El sueño americano se transformó en pesadilla en un abrir y cerrar de ojos. Mabel, en su casa y luego de que repentinamente se le cortara la comunicación con Guillermo, sólo se quedó esperando que él la “llamara de nuevo”, como le confesó al diario Clarín 10 años después. Pero el teléfono recién volvió a sonar 20 minutos más tarde y no era su esposo, como ella esperaba, sino su madre, quien le decía a su hija que encendiera la TV porque “algo pasó” en el lugar donde trabajaba Chalcoff.
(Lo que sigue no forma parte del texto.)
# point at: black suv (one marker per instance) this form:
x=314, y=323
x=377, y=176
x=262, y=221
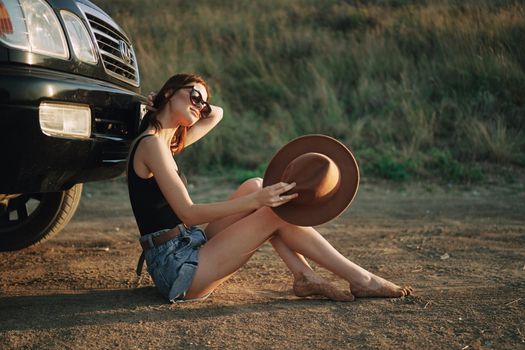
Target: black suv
x=70, y=106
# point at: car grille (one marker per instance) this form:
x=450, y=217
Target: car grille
x=118, y=56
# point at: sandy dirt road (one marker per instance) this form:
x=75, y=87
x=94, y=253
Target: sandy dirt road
x=462, y=249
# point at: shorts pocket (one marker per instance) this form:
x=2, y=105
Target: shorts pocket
x=159, y=279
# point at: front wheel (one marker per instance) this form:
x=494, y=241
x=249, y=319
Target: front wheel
x=32, y=218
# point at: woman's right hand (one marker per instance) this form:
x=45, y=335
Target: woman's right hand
x=271, y=195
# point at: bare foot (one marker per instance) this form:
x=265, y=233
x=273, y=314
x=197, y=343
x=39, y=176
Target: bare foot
x=312, y=284
x=379, y=287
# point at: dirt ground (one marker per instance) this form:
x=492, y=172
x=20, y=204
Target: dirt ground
x=462, y=249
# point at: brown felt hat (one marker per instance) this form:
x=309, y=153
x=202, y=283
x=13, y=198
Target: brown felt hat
x=326, y=176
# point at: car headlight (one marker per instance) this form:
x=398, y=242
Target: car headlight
x=79, y=36
x=33, y=26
Mientras estaba petrificada viendo cómo de la Torre que tiene una enorme antena, justo en la que trabajaba Guillermo, se desprendía una gruesa columna de humo negro, vio -al igual que millones de espectadores en el mundo entero- cómo otro avión de American Airlines se estrellaba contra la Torre Sur. Recordó el ruido que había antecedido al corte de la comunicación con su marido. Se dio cuenta que eran las turbinas del avión. Ya no había dudas. No se trataba de un incendio o algún incidente eléctrico, como se llegó a creer durante los primeros minutos. Ni tampoco de un “accidente aéreo”. Dos aviones habían impactado deliberadamente en el corazón económico de Nueva York y Guillermo Chalcoff, al que había conocido cuando tenía 16 años y con el que había construido su familia, estaba ahí adentro.

Al hombre que alguna vez había tranquilizado a su esposa, quien le manifestaba su temor por trabajar en el WTC, diciéndole que era el lugar más seguro del mundo porque en la puerta le pedían un montón de credenciales antes de entrar y había todo tipo de controles, la muerte lo había sorprendido entrando por un ventanal en el piso 97. No quedaron rastros de su cuerpo, las Torres Gemelas consumieron sus restos. Sin embargo, para Mabel, que alguna vez tuvo que llevar a Manhattan el cepillo de dientes de Guillermo y un dolor indescriptible para hacer una prueba de ADN, hubo una huella que sí perduró, como ella misma supo confesar: “Me queda su ejemplo. En los tiempos más difíciles nunca se dio por vencido y fue un excelente marido y padre”.